Low digestive enzymes can make food difficult to break down, leading to bloating, discomfort, nutrient issues and unpredictable reactions.
This often develops alongside other gut patterns — it is rarely the root cause.
Why Enzyme Insufficiency Happens
Common reasons include:
stress
low stomach acid
dysbiosis
inflammation
SIBO
ageing
post-infectious changes
pancreatic insufficiency (rare but important)
Enzymes depend on the whole digestive tract functioning well.
Common Symptoms
Digestive symptoms:
bloating after meals
heaviness or fullness
undigested food in stool
floating stools
discomfort after fats or proteins
nausea
Systemic symptoms:
low energy
nutrient deficiencies
fluctuating blood sugar
brain fog after meals
Symptoms often improve quickly when enzyme function is restored.

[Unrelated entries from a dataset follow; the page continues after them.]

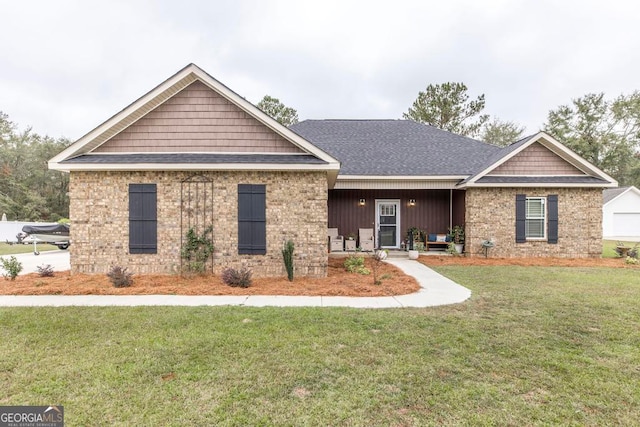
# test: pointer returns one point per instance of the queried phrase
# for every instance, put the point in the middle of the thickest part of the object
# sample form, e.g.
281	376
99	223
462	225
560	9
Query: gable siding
197	119
536	160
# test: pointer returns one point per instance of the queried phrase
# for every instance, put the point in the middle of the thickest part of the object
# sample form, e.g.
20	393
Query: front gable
538	161
197	120
191	121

Connections With Other Conditions
Enzyme insufficiency frequently overlaps with:
SIBO
leaky gut
dysbiosis
low stomach acid
reflux
constipation or diarrhoea
Supporting these areas helps improve enzyme function naturally.
Stress & Enzyme Output
Fight-or-flight states drastically reduce enzyme release, slowing digestion and increasing reactivity.
This is a major reason why symptoms can vary day to day.
Testing Options
A stool test can show:
elastase (pancreatic function)
fat malabsorption
enzyme breakdown markers
inflammation
Supporting Enzyme Function Long-Term
Support may include:
improving stomach acid
targeted enzyme support (when needed)
microbial balancing
reducing inflammation
regulating the nervous system
building predictable eating rhythms
Once upstream digestion is supported, enzymes often normalise.
This Page in One Sentence
Low digestive enzymes often reflect deeper digestive imbalance — and improve when stomach acid, microbiome balance, inflammation and nervous-system patterns are supported together.